Details and patient eligibility

About

To quantify and compare tear levels of Intense pulsed light (IPL) and traditional dry eye clinical tests in dry eye patients before and after Intense pulsed light (IPL) treatment.

Full description

Dry eye is multifactorial, mainly manifested as eye pain, visual impairment (blurred and blurry vision), tear film instability, and tear film hypertonicity, which can cause ocular surface damage. Some possible causes of DED include aging, menopause, Meibomian gland dysfunction (Meibomian gland dysfunction; MGD), Sjogren's syndrome, conjunctival fibrotic disease, refractive surgery, and systemic or topical drugs. Insufficient tear secretion or excessive tear evaporation has been demonstrated to cause precorneal tear concentration or hypertonicity, which disrupts tear film homeostasis. Tear film hypertonicity can cause cell morphological changes, inflammatory cascades, cell death, tear film instability, and further lead to tear hypertonicity. Mgd-induced Evaporative dry eye; EDE) is the most common form of dry eye]. Anti-inflammatory drugs, antibiotics, hot compress, eyelid cleaning and meibomian gland expression are the treatment standards for MGD. However, its long-term efficacy is not satisfactory due to poor patient compliance.

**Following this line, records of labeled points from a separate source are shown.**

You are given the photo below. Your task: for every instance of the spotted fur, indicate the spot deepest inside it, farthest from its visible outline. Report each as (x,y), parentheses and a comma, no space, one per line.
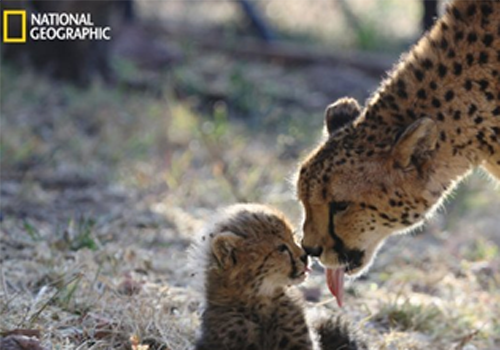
(433,120)
(250,263)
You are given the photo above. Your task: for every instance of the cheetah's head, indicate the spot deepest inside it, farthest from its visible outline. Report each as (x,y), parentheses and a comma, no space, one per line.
(254,245)
(361,185)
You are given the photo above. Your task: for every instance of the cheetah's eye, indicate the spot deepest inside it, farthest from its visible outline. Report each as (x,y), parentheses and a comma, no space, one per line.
(282,248)
(339,206)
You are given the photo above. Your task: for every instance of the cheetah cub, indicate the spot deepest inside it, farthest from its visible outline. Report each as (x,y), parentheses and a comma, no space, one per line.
(251,264)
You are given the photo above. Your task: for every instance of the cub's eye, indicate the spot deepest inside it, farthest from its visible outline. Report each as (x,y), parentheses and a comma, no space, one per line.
(282,248)
(339,206)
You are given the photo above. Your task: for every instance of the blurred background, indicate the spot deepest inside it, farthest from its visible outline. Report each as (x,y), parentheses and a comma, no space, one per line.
(114,154)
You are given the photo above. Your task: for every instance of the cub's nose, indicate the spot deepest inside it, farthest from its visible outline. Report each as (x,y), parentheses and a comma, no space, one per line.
(312,251)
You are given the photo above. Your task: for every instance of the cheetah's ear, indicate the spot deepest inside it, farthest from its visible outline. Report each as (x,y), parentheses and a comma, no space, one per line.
(340,113)
(415,143)
(223,248)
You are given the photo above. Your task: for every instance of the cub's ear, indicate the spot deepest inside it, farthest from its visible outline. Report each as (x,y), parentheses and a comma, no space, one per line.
(223,248)
(416,143)
(340,113)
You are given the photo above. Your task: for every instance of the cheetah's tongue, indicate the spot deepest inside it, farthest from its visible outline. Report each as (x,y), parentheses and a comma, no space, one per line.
(335,282)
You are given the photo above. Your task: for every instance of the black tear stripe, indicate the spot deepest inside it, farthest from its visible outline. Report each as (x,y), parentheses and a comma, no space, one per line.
(350,257)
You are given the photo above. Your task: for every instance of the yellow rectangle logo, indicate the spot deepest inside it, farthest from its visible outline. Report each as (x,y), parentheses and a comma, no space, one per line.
(6,37)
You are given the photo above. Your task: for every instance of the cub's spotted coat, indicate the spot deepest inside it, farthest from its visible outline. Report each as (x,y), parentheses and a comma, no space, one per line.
(387,166)
(250,260)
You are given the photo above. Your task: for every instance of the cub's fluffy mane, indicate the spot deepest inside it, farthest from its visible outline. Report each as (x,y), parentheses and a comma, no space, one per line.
(200,254)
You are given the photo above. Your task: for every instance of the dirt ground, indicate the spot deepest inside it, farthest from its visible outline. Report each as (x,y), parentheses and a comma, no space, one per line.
(102,191)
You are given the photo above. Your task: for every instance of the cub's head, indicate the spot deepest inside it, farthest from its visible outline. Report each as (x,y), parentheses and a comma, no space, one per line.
(367,180)
(252,246)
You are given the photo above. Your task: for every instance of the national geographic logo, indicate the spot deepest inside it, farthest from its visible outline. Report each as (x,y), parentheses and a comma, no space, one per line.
(51,27)
(16,31)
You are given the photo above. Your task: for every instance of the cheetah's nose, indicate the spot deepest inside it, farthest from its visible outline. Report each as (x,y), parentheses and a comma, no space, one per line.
(313,251)
(303,258)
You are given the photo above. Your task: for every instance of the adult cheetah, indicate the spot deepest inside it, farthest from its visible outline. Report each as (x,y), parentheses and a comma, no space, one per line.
(250,263)
(386,167)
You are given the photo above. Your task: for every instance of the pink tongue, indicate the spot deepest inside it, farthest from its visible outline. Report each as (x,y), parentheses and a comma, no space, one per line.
(335,282)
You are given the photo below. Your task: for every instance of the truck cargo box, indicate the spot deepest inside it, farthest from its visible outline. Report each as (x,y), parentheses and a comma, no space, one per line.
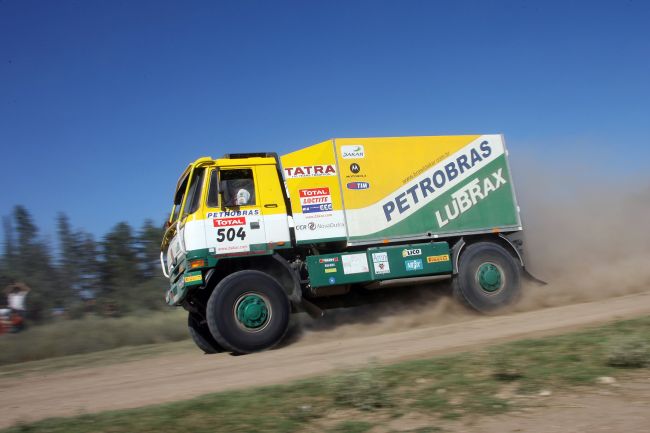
(379,190)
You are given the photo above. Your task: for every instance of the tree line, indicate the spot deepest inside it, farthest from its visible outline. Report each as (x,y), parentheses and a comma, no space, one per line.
(115,275)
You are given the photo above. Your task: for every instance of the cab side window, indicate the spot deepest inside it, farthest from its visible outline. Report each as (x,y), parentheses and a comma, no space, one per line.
(236,185)
(194,193)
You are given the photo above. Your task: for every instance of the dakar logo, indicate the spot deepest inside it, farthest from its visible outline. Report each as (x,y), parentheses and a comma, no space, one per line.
(352,152)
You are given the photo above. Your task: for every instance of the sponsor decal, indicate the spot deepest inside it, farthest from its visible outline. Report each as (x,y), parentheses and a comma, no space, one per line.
(328,260)
(316,226)
(466,197)
(411,252)
(358,185)
(315,200)
(436,259)
(193,278)
(414,265)
(380,263)
(355,263)
(422,187)
(352,152)
(310,171)
(233,213)
(227,222)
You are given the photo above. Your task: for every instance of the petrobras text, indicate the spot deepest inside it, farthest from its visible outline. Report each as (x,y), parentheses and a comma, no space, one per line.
(424,186)
(233,213)
(466,197)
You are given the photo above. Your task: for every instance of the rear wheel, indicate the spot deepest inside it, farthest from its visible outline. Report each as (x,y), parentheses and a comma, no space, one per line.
(248,311)
(488,277)
(201,335)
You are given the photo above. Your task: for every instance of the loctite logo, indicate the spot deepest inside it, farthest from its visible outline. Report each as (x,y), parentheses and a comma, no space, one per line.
(358,185)
(310,171)
(314,192)
(227,222)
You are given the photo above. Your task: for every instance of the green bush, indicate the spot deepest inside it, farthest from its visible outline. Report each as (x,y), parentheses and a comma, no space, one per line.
(632,352)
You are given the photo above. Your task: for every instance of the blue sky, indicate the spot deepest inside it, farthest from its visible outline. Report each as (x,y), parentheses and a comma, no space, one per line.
(103,103)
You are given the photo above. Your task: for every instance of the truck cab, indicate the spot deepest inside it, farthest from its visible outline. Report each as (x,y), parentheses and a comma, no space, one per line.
(227,207)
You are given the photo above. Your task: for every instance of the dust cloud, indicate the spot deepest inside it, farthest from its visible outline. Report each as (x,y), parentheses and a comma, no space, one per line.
(586,234)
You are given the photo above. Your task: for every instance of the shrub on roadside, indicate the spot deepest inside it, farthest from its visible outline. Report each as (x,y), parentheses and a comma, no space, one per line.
(633,352)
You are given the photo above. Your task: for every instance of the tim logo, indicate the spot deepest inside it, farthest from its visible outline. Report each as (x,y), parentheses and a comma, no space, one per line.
(358,185)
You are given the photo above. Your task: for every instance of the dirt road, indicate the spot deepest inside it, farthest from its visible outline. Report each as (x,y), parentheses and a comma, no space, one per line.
(169,378)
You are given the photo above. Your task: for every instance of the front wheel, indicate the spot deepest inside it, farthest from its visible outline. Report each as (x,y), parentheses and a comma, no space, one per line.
(488,277)
(248,311)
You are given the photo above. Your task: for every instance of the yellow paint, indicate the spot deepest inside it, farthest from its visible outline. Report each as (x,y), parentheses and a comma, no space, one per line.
(388,163)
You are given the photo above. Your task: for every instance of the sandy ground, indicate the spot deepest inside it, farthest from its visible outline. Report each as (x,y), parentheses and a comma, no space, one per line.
(619,407)
(168,378)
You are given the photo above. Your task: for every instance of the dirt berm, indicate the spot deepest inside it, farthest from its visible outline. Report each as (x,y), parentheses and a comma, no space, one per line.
(168,378)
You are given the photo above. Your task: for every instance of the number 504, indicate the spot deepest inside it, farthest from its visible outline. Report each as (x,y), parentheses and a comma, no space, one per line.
(230,234)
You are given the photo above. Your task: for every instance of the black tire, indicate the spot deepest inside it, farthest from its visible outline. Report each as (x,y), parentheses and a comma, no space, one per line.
(229,299)
(486,295)
(201,335)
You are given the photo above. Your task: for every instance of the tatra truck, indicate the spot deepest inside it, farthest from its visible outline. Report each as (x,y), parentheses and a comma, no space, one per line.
(253,237)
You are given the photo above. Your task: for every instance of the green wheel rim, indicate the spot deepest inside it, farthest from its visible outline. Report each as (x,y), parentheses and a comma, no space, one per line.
(252,311)
(489,277)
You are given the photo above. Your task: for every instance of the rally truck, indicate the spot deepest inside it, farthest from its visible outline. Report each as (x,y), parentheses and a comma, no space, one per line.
(254,237)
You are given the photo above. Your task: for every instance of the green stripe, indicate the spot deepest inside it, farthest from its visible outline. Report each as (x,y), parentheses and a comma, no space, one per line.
(496,210)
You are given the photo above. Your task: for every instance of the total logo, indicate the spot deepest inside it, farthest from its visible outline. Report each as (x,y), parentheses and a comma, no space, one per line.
(310,171)
(358,185)
(353,152)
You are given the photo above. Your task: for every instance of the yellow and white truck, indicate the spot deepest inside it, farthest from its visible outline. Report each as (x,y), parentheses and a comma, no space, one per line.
(254,237)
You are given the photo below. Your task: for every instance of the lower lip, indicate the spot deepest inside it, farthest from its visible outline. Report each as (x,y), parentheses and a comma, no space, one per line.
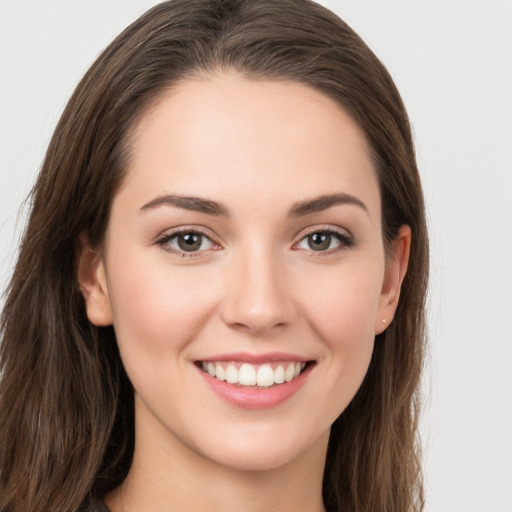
(254,398)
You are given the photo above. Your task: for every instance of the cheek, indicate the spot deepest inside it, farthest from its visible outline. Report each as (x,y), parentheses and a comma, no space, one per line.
(342,305)
(156,307)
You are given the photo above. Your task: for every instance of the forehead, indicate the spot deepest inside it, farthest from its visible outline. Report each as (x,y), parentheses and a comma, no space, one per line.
(227,134)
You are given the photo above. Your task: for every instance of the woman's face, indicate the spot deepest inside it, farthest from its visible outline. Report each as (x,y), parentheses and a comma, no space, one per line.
(244,247)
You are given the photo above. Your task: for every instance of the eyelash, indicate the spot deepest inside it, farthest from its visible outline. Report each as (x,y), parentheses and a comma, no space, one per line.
(346,241)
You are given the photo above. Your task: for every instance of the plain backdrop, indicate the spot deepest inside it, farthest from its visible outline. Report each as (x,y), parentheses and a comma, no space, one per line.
(452,61)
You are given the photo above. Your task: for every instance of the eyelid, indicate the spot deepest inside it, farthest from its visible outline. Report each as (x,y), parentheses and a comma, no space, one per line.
(345,237)
(163,239)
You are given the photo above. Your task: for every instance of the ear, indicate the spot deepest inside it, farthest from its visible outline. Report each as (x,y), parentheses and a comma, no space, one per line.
(93,283)
(396,268)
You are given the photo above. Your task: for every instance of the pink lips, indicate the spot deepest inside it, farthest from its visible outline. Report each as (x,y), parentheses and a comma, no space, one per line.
(252,397)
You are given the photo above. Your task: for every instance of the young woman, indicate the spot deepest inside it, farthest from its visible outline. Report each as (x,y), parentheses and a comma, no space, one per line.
(219,299)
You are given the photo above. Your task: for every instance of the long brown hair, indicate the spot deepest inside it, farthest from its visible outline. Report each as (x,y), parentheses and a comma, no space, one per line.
(67,415)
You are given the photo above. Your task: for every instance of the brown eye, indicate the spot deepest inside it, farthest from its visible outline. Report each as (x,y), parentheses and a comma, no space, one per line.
(320,241)
(189,242)
(186,242)
(325,241)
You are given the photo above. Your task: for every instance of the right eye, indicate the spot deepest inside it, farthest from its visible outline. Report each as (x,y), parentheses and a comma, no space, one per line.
(186,243)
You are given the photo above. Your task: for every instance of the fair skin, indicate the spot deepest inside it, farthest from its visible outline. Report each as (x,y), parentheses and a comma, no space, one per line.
(286,266)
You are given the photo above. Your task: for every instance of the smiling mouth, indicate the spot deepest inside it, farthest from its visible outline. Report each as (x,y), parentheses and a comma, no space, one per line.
(254,375)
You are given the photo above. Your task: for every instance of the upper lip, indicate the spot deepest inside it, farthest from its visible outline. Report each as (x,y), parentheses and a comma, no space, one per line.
(246,357)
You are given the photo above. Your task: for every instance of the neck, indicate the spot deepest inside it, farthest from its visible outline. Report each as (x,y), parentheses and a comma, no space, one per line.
(171,476)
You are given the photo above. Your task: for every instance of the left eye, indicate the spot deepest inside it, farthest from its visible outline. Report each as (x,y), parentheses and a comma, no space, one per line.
(322,241)
(189,241)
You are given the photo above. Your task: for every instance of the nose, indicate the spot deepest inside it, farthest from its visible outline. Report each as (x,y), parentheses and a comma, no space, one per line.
(257,295)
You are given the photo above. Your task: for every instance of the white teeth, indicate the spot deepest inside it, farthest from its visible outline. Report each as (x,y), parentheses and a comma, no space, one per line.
(265,376)
(231,374)
(279,375)
(248,375)
(289,372)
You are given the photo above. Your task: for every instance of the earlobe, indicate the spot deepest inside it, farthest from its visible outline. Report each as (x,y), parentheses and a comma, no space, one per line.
(396,269)
(92,282)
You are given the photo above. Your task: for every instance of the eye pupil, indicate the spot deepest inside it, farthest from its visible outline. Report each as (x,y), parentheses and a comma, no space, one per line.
(189,242)
(319,241)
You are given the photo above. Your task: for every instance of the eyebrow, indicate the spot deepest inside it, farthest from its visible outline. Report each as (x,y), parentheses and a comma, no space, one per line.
(210,207)
(196,204)
(322,203)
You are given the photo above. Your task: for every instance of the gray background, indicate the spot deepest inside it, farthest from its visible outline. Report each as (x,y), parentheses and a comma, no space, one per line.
(452,61)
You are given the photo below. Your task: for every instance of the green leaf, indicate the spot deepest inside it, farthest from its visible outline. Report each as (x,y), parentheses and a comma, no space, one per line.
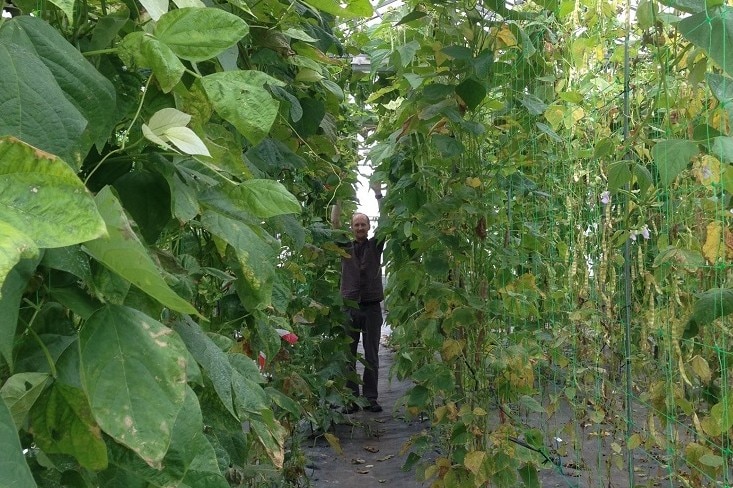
(37,112)
(14,471)
(264,198)
(63,424)
(414,15)
(722,88)
(447,145)
(240,97)
(712,30)
(145,196)
(142,50)
(20,392)
(272,436)
(90,92)
(198,34)
(133,369)
(14,283)
(722,148)
(690,6)
(533,104)
(123,253)
(42,195)
(14,245)
(619,175)
(190,462)
(712,304)
(471,92)
(529,476)
(155,8)
(254,256)
(604,147)
(419,396)
(351,9)
(671,157)
(191,458)
(643,177)
(646,13)
(407,52)
(212,359)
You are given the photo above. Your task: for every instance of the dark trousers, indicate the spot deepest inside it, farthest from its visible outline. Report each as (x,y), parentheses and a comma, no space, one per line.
(367,322)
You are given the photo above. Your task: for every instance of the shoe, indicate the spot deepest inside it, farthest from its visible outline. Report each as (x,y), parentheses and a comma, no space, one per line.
(350,408)
(374,407)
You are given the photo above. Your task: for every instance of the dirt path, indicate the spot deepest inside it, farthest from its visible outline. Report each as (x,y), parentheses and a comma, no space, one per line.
(372,443)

MGD has been found to be associated with eyelid inflammatory disorders. Rosacea affects 5.46% of adults (range 0.09-24.1%) of whom 58% have MGD. Ocular symptoms precede cutaneous rosacea in 15 to 10% of cases, indicating the presence of subclinical variation.

Intense pulsed light (IPL) has mostly been utilized as a dermatological treatment for conditions like facial rosacea, facial erythema, acne, and seborrheic keratosis throughout the last few decades. In 2015, researchers reported the use of IPL for treating MGD to improve the signs and symptoms of DED. Two years later, the TFOS DEWS II report listed IPL as an option for treating DED. Mechanisms of IPL action include liquefication of meibum, regulate inflammation, destroy abnormal blood vessels, inhibit metalloproteinases, and photo modulation. Past studies have reported that IPL treatment modulates tear inflammatory cytokines, with improvements in tear inflammation prior to changes in dry eye signs, however, these studies have been limited by laboratory tests. It is difficult to apply in clinical practice.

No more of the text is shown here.